3.De beoordeling in het incident

3.1.
Van verknochtheid van zaken als bedoeld in artikel 220 Rv is sprake indien de feitelijke of juridische geschilpunten in de ene zaak identiek zijn aan die in de andere zaak die aan een andere gewone rechter is voorgelegd. Daarvan is in dit geval sprake. De dagvaarding in de zaak aanhangig bij de rechtbank Rotterdam, is voor de juridische geschilpunten identiek aan deze zaak. Slechts drie randnummers van beide dagvaardingen zijn inhoudelijk en feitelijk anders: randnummer 13 over de specifieke situatie van de eisende partij en de randnummers (16 en 17) over het bewijsaanbod. In beide dagvaardingen wordt gemeld dat de zaak een individueel vervolg is op de collectieve procedure van de stichting Stop de Banken en wordt verder uiteengezet waarom volgens de eisende partijen het arrest van de Hoge Raad van 22 december 2023 niet overeenstemt met het arrest van 21 september 2023 van het Hof van Justitie van de Europese Unie en dat daarover prejudiciële vragen aan dat Hof van Justitie moeten worden gevraagd.
3.2.
Daaruit volgt dat deze zaken een zodanige samenhang vertonen dat consistentie van uitspraken – en dus verwijzing van deze zaak – wenselijk is.
3.3.
De bezwaren van [eiseres] tegen verwijzing slagen niet. De hoofdregel van relatieve bevoegdheid is de woonplaats van gedaagde (artikel 99 Rv). Mede bevoegd is de rechter van de woonplaats van de consument (artikel 101 Rv).
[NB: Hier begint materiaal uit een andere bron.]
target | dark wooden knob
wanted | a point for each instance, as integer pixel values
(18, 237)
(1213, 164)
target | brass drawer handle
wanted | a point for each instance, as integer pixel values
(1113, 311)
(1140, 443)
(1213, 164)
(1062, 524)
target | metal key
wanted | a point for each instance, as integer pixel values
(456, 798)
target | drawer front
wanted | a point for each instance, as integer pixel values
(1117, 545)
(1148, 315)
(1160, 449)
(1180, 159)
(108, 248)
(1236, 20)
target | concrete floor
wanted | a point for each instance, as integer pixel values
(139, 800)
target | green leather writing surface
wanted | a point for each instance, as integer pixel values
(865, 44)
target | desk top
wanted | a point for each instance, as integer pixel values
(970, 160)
Anders dan [eiseres] heeft betoogd is uit die alternatieve bevoegdheidsregel niet af te leiden dat daarvan niet mag worden afgeweken – bijvoorbeeld door verwijzing van de zaak naar een andere rechter vanwege verknochtheid met een aldaar aanhangige zaak.
3.4.
Zonder nadere onderbouwing – die ontbreekt – kan in dit geval niet worden ingezien waarom [eiseres] een beroep doet op artikel 108 lid 2 Rv (waarin is bepaald dat in zaken met een vordering tot € 25.000,00 (of geldvorderingen in kantonzaken) een forumkeuze geen rechtsgevolg heeft tenzij voldaan is aan bepaalde voorwaarden).
3.5.
Dat [eiseres] haar zaak voor de rechtbank Rotterdam zal dienen te bepleiten is geen belemmering van de toegang tot de rechter als bedoeld in de Richtlijn 93/13. In de artikelen 6 en 7 van die richtlijn wordt over vorderingen betreffende oneerlijke contractuele bedingen geen beperking van de relatieve bevoegdheid jegens consumenten nagestreefd.
3.6.
Niet kan worden vastgesteld dat verwijzing van deze zaak naar de rechtbank Rotterdam de belangen van [eiseres] bij een goede en zorgvuldige procesvoering worden geschaad.
3.7.
De verweren van [eiseres] tegen verwijzing geven dus geen aanleiding de gevorderde verwijzing af te wijzen.
3.8.
Beide dagvaardingen zijn op dezelfde dag en tegen dezelfde roldatum uitgebracht, zodat er geen
“eerder aanhangig gemaakte zaak”is.
3.9.
Abn Amro heeft nadrukkelijk gewezen op de voorgeschiedenis van de collectieve actie van Stop de Banken en dat het gerechtshof Den Haag al kennis heeft van de feitelijke gang van zaken. Onder deze omstandigheden heeft het de voorkeur de juridische geschilpunten uit beide dagvaardingen door de rechtbank Rotterdam te laten behandelen, aldus Abn Amro.
3.10.
[eiseres] heeft dit niet, althans onvoldoende gemotiveerd, betwist. Het betoog van Abn Amro houdt daarom stand zodat de gevorderde verwijzing van deze zaak naar de rechtbank Rotterdam wordt toegewezen.
3.11.
De beslissing over de proceskosten in dit incident wordt aangehouden.

4.De beslissing

De rechtbank
in het incident
4.1.
wijst de gevorderde verwijzing van deze zaak naar de rechtbank Rotterdam toe,
4.2.
houdt de beslissing over de proceskosten aan,
in de hoofdzaak
4.3.
verwijst de zaak in de stand waarin het zich bevindt naar de rechtbank Rotterdam.
Dit vonnis is gewezen door mr. M. Wouters, rechter, bijgestaan door mr. R.E.R. Verloo, griffier, en in het openbaar uitgesproken op 9 oktober 2024.

Voetnoten

1.Hoge Raad, 22 december 2023, ECLI:NL:HR:2023:1804
2.Gerechtshof Den Haag, 11 oktober 2022, ECLI:GHDHA:2022:1983
3.Hof van Justitie van de Europese Unie, 21 september 2023, ECLI:EU:C:2023:692
4.Richtlijn 93/13/EEG van de Raad van 5 april 1993 betreffende oneerlijke bedingen in consumentenovereenkomsten (PbEU 1993, L 95/29; hierna: Richtlijn 93/13)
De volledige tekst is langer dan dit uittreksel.